Пришлось самим позаботиться о поводе. В ту же ночь пришли к имениннику и во время обыска подбросили ему известную листовку Окружкома КПП «К гражданам города Влоцлавека» 1935 года. Напрасно Сташек объяснял: «Зачем мне было держать у себя старые листовки?» Ничего не помогло, дело передали в суд, и Сташек получил три года.
Работу Сташека в районном комитете взял на себя Щенсный.
На кампанию бойкота «Не покупай у евреев!» еврейские купцы ответили забастовкой протеста, закрыв на один час все магазины. Нужно было использовать возбуждение, вызванное в городе этим протестом, и послать партийцев на улицу, к группам людей, собирающимся у закрытых магазинов, чтобы те разоблачали подлинную сущность антисемитизма. Иногда приходилось патрулировать город.
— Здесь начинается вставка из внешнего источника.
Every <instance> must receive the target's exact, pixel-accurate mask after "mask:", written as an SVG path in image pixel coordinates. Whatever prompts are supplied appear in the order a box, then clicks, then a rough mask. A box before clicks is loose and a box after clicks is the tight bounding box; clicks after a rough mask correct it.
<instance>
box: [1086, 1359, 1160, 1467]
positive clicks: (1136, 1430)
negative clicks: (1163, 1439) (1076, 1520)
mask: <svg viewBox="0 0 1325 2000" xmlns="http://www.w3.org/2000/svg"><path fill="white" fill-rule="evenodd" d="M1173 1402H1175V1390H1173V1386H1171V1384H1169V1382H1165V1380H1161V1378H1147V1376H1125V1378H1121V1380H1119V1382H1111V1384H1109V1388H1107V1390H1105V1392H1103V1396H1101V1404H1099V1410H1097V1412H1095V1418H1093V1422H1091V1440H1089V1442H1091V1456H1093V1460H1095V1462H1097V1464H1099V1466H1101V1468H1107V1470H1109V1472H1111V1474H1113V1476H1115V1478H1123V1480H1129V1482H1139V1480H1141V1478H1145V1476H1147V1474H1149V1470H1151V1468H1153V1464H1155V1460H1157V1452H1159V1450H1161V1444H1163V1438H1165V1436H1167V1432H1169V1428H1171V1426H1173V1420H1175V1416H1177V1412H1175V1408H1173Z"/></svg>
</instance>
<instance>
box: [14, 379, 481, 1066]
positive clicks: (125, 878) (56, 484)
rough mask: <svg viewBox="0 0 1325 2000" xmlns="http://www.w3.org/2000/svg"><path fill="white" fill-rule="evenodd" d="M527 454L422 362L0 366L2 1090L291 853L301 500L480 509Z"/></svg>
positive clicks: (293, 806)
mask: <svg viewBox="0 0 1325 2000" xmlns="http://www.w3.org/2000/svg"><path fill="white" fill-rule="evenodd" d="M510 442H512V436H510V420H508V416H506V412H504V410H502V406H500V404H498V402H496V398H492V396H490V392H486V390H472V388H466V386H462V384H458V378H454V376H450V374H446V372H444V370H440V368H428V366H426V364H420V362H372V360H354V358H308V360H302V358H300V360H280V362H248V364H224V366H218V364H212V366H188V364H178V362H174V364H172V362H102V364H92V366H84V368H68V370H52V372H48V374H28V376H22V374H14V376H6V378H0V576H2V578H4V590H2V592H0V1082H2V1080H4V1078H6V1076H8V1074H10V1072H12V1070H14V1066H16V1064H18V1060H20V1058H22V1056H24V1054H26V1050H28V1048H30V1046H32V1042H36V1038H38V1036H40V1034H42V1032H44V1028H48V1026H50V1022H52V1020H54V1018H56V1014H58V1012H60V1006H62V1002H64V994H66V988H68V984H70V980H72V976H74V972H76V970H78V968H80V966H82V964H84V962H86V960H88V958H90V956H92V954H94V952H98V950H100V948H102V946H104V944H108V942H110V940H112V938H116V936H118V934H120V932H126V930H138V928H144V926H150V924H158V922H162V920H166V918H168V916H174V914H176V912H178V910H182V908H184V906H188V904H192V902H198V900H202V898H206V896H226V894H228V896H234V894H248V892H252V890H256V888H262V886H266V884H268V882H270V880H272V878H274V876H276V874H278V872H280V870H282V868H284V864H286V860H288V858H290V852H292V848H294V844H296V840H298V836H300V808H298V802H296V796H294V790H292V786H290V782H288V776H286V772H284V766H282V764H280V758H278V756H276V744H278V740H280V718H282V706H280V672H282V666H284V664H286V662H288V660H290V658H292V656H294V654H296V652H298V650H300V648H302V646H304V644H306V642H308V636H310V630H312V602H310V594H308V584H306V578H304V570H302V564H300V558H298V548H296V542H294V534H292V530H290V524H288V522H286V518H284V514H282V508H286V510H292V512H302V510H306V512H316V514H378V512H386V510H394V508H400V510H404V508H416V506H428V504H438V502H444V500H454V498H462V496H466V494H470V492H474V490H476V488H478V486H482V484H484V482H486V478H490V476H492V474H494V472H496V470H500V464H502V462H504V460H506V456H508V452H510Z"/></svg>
С наступлением темноты патрули, по три человека в каждом, ходили по улицам, охраняя безопасность трудящихся евреев, особенно кустарей надомников, которых во Влоцлавеке было великое множество и с которыми польские рабочие сдружились за долгие годы совместной борьбы.
Шаг за шагом левые партии овладевали положением. Фалангисты, на которых при каждом выступлении обрушивались рабочие кулаки, начали покидать столь негостеприимный для них город, и Влоцлавек стал одним из немногих польских городов, где больше не повторялись еврейские погромы.
Щенсный, отдававший партии все силы, жил неизвестно на что. Ел где придется или не ел совсем, ночевал в Гживне, да и то не всегда. Работы у него не было. Его послали было на работу от магистрата, но через неделю пришла записка из охранки, что он личность подозрительная, сидел в тюрьме — и его уволили.
В тот день он шел по Плоцкой улице, раздумывая, как быть. Ведь его всюду ждет один ответ: «Для вас у нас нет работы»…
— Дак это ж чернявец, ребята, — раздался у него над ухом знакомый голос. — Ей-богу, чернявец!
В окне трактира Михалека он увидел головного плотогона Перегубку, помощника лоцмана Хвостека и остальных мужиков с того памятного сплава.
То ли они и вправду были рады встрече с ним, то ли просто обрадовались предлогу пропустить еще по рюмке, во всяком случае, приняли его очень тепло, с шумной, грубоватой сердечностью. Ему пришлось сесть, выпить «штрафную», и только тогда разговор стал задушевным и оживленным.
Плотогоны прибыли, как всегда, с лесом для «Целлюлозы», теперь едут в Улянов на большой сплав со Свитязи. Щенсный в свою очередь рассказал про себя, что он без работы.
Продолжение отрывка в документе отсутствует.